Written by Lauren Abrams, Contributing Writer
Bullying, as a term, might sound very high school-esque. But, bullies don’t necessarily go away just because you’re an adult. Workplace bullying is a completely real, valid issue that can be detrimental to our mental health and career confidence.
There are few telltale signs of a workplace bully. Most bullying situations happen from the top-down, meaning a power imbalance often contributes to the abusive treatment. If your boss is a bully, they might be throwing you under the bus for things they screwed up, and are using you as a scapegoat. Or, maybe they also bring up things/mistakes that happened in the past as excuses to drag you down. They might be exclusive, meaning they leave you off networking event lists off party lists, fail to include you in company outings, sporting events, or after-hours meetings. Maybe they even schedule meetings when they know you are on vacation or have a conflict in your schedule, or make important decisions while you are out of the office.
A boss bully might also undermine you by setting unrealistic deadlines to set you up for failure, or even changing project criteria to create extra work or increasing the chance of failure. Sabotaging your success by giving purposefully unclear feedback, messing with deadlines, or dragging their feet with approval are also classic “bully” behaviors. Another trademark is micromanaging, meaning exerting a high level of control over your work and insinuating a lack of trust. And, lastly, blatant verbal put-downs.
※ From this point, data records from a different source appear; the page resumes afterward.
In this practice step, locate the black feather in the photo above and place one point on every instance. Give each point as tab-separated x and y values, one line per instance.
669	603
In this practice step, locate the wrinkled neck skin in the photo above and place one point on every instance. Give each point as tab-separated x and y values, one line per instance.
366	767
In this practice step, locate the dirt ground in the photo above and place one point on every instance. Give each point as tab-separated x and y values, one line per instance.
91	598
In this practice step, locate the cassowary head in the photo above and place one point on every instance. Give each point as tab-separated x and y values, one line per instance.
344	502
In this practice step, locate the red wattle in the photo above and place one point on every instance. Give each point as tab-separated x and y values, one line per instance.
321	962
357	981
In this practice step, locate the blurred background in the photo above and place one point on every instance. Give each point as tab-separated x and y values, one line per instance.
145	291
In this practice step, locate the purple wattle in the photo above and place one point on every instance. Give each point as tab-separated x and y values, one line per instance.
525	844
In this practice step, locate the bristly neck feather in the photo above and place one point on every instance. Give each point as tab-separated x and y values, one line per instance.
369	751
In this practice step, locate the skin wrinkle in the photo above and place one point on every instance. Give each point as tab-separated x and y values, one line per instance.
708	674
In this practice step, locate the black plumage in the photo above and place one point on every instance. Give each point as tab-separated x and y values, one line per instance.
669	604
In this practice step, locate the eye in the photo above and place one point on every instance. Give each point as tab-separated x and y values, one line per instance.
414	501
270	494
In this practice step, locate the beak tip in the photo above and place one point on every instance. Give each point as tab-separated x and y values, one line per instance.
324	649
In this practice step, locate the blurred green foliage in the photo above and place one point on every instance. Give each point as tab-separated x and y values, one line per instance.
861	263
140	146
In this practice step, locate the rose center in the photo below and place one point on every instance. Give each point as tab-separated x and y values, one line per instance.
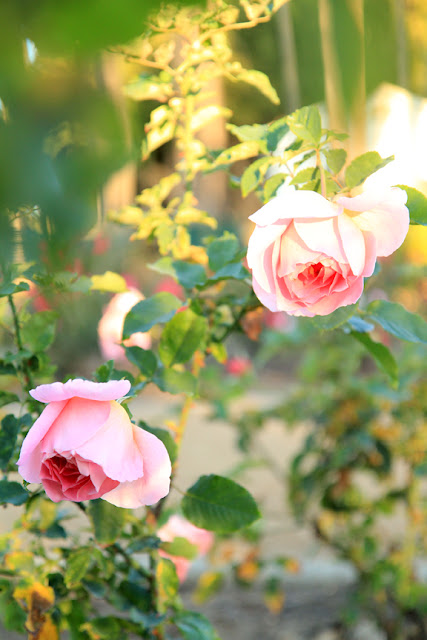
311	272
72	478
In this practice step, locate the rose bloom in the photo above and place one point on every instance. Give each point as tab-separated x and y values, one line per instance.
110	327
179	527
309	256
84	446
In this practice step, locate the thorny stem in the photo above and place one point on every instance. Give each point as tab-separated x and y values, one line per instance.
242	25
185	411
28	378
322	173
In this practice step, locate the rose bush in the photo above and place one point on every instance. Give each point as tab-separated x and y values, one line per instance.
179	527
309	256
84	446
110	327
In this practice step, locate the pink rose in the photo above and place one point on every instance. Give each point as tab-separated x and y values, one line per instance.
238	366
84	446
309	256
110	327
179	527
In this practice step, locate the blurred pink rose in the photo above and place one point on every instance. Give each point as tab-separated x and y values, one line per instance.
84	446
309	256
179	527
110	327
238	366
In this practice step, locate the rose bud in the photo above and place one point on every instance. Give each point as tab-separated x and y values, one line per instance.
110	327
84	446
179	527
309	256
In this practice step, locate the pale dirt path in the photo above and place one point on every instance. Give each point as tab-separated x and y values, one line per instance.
315	597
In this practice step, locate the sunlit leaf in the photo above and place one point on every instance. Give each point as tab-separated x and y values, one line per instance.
219	504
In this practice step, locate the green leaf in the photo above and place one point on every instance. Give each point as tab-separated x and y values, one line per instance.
234	271
165	437
174	381
222	251
144	315
363	166
204	115
78	563
181	337
306	123
104	628
12	493
8	435
109	281
305	175
188	274
219	504
248	132
335	159
261	81
167	583
9	288
417	205
272	184
107	520
396	320
381	354
148	88
6	397
254	174
336	318
180	547
194	626
276	131
240	151
144	359
6	369
38	332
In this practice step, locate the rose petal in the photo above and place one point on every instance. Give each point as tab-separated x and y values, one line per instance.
294	251
80	420
330	303
384	214
322	235
292	204
30	458
155	483
261	239
58	391
114	447
353	243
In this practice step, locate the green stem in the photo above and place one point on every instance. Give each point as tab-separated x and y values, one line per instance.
28	378
322	173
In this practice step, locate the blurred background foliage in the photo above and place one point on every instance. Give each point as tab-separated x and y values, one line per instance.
66	129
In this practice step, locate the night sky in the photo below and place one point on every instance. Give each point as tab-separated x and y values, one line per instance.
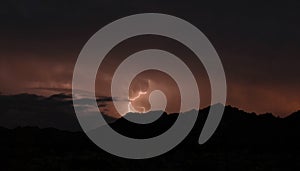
258	43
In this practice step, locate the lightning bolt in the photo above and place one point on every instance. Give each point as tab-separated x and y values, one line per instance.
133	99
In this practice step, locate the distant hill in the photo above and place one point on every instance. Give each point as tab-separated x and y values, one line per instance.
243	141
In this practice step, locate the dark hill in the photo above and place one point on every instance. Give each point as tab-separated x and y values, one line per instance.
243	141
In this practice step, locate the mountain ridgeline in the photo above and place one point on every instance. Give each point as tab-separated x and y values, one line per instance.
242	141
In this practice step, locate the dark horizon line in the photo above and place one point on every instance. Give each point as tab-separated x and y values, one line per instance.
67	96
This could mean snide remarks or outward criticism of any kind (about the quality of your work, your integrity, passive aggression, raised voice with the excuse of trying to be “motivating”) (Gordon).
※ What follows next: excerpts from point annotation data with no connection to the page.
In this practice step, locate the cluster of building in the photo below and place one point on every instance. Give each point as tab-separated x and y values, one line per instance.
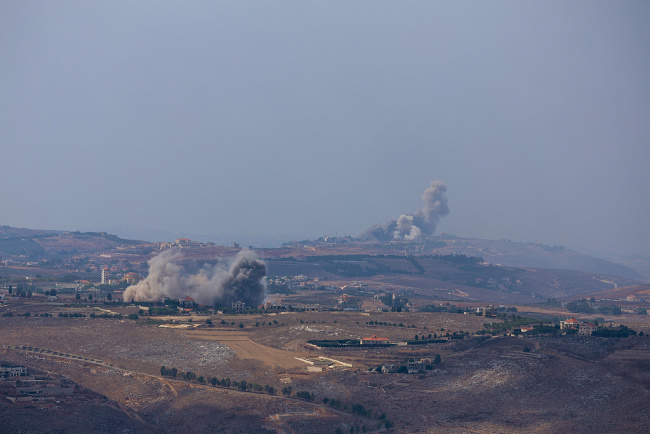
26	387
131	277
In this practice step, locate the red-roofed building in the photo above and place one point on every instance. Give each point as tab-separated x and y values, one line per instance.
374	339
188	301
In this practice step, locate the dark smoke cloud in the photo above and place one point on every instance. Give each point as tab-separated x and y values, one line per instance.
419	224
243	281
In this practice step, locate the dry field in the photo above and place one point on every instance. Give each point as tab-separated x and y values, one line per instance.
576	385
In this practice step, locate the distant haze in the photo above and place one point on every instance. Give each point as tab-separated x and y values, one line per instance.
261	121
413	226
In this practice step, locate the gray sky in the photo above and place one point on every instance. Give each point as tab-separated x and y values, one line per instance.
299	119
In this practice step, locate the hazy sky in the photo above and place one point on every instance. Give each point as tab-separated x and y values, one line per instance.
295	119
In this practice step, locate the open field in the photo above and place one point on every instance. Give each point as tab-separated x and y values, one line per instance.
565	383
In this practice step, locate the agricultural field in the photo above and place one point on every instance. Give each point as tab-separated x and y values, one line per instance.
500	384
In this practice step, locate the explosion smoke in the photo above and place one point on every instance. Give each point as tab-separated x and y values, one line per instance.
212	284
421	223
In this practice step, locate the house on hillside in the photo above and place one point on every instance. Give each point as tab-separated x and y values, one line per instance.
418	366
571	323
587	329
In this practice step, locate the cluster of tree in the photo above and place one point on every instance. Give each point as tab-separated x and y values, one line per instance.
161	311
588	306
509	324
106	315
389	324
73	315
330	343
216	382
614	332
431	339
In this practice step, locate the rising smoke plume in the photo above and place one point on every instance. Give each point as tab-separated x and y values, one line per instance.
243	281
420	224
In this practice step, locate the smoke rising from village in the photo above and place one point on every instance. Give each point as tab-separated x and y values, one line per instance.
419	224
243	280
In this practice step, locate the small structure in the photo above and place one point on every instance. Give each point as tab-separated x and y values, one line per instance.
418	365
571	323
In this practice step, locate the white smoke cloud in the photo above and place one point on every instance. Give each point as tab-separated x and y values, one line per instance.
244	280
421	223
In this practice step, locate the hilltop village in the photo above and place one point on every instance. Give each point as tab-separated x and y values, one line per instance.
350	337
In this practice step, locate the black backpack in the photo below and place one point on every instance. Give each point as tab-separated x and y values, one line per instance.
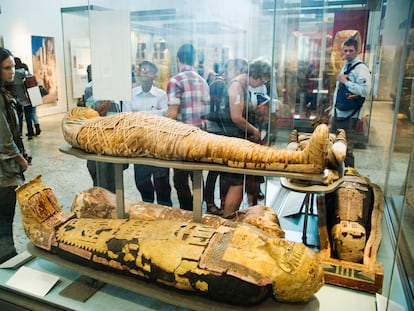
345	99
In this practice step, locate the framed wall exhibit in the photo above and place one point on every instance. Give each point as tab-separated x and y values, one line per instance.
80	59
44	66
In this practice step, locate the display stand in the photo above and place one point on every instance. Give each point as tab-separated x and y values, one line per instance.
196	167
308	204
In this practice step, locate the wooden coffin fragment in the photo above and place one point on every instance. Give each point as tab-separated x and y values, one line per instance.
366	274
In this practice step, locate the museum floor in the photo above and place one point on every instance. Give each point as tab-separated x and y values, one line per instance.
67	175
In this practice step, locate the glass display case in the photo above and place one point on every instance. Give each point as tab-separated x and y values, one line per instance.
302	40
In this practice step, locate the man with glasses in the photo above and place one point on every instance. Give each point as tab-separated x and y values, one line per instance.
147	97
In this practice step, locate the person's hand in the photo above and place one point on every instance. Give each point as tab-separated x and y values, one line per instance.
22	161
103	107
255	135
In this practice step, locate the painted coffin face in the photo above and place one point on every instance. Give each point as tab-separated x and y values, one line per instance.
190	256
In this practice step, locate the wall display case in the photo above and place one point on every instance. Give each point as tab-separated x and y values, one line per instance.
303	42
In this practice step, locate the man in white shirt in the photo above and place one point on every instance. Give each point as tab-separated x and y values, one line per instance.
356	77
149	98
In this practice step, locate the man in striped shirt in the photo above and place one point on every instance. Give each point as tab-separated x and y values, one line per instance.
188	99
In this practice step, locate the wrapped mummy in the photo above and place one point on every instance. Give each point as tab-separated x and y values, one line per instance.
235	262
140	134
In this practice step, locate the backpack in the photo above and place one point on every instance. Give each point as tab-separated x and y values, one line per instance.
345	99
219	119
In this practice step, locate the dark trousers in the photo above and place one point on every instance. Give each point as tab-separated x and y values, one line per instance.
7	209
103	174
210	186
182	186
350	126
150	180
28	111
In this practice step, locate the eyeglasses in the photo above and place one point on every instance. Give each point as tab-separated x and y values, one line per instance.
146	70
263	81
8	68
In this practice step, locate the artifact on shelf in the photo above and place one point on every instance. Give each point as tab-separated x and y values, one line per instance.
140	134
350	234
234	262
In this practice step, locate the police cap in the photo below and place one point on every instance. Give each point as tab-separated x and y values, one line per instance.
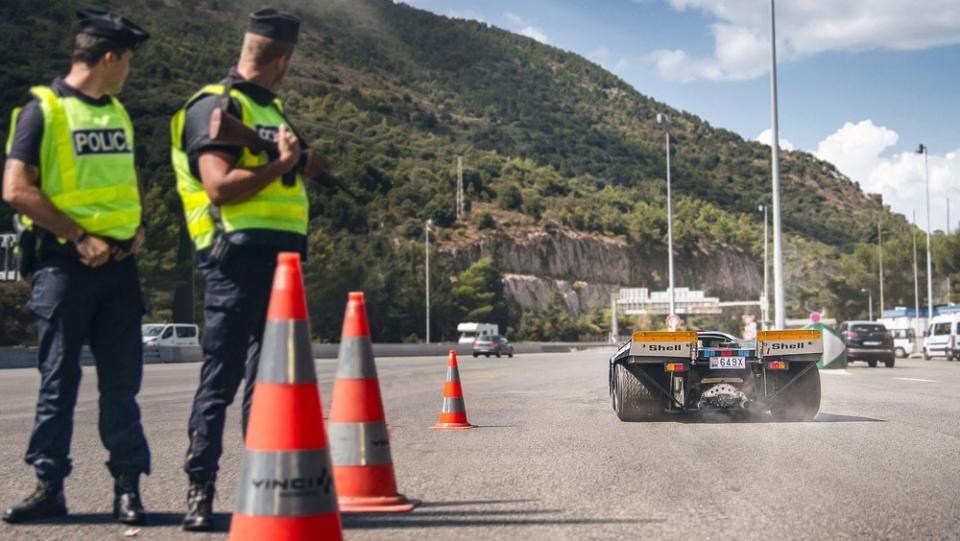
111	26
274	24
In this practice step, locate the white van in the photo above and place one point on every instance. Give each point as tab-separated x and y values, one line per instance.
471	331
941	337
170	334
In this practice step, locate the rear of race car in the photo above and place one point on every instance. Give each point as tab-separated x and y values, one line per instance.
658	374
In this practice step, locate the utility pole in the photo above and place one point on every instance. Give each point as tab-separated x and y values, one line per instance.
880	252
778	290
916	278
665	121
427	278
614	327
460	202
926	170
765	307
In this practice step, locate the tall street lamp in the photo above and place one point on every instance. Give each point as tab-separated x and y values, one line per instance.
664	121
427	268
880	257
916	281
778	291
870	300
922	149
766	292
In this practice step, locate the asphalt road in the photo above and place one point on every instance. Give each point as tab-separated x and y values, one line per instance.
551	461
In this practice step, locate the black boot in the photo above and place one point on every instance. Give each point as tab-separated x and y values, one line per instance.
200	505
127	507
46	502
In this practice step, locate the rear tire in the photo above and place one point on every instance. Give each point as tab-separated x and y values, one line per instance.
801	400
631	399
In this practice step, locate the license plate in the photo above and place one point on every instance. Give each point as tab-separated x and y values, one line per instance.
727	363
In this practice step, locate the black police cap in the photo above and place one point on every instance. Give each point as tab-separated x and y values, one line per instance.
274	24
111	26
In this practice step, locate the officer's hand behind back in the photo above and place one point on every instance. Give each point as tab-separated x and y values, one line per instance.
120	255
93	251
288	147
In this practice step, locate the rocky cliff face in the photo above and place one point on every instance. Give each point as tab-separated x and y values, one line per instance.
587	269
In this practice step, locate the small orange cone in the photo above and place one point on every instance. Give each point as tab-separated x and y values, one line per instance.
287	489
453	413
359	442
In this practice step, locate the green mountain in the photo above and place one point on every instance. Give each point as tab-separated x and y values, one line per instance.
551	142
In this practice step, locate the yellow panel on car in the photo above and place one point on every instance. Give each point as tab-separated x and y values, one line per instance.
665	336
795	334
663	344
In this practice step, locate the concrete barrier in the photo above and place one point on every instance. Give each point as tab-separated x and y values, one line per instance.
26	357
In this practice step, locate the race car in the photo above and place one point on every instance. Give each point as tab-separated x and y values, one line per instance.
658	374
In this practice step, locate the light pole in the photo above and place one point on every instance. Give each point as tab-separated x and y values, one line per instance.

A study examining coping strategies for workplace bullying identified a few themes concerning how employees handle bullying from their boss. At first, most people showed avoidant behavior, meaning they either distanced themselves from the bully, laughed off criticism as unfair treatment to avoid confrontation, or blamed themselves. In the next phase, 75% of study participants engaged in problem-focused strategies, most of which took the form of confrontation. For most, confrontation alone did not stop the bullying behavior, and formally filed complaints were necessary to bring attention to the problematic behavior. Some employees sought therapy, which was stigmatized and used against them–i.e., if the employee had sought therapy, it insinuated they were the problem, not the bully (Karatuna).
Most resolutions for workplace bullying behavior ended with separation. Either the bully left the company, was transferred somewhere else, or the employee left/transferred. Removal and distance, in most situations with a power imbalance, was the most effective solution. Unfortunately, there are times when the employee is unfairly fired from the position if they attempt to speak up and set boundaries. This is NOT an effective solution. Workplace power dynamics are hard, and they’re not always set up with healthy power dynamics. And this isn’t your fault.
When it comes to workplace bullies, self-blame is futile. Self-blame is an internalized feeling of rejection. Buying into self-blame can shift your attention further from the problem at hand. A bully is setting you up to fail. Buying into the narrative that it’s your fault only gives them more power to continue abuse and manipulation (Gordon).
Within behavioral research studies, employees who confronted boss bullies and were shot down or belittled, some employees turned to destructive coping. This means failing to complete tasks or taking long sick leaves to avoid work. You can practice healthy boundaries, and find ways to re-conceptualize the situation. A job that destroys your mental health and well-being, even if it’s a prestigious job, isn’t necessarily a good job. But, regardless, knowledge of your self-worth is the most important thing.
Gordon, Sherri. “8 Ways to Know for Sure That Your Boss Is a Bully.” Verywell Family, 18 Feb. 2021, http://www.verywellfamily.com/signs-your-boss-is-a-bully-460785.
Gordon, Sherri. “Taking Control of SELF-BLAME When You Are Bullied.” Verywell Family, 5 Feb. 2020,
Karatuna, I. (2015), “Targets’ coping with workplace bullying: a qualitative study”, Qualitative Research in Organizations and Management, Vol. 10 No. 1, pp. 21-37.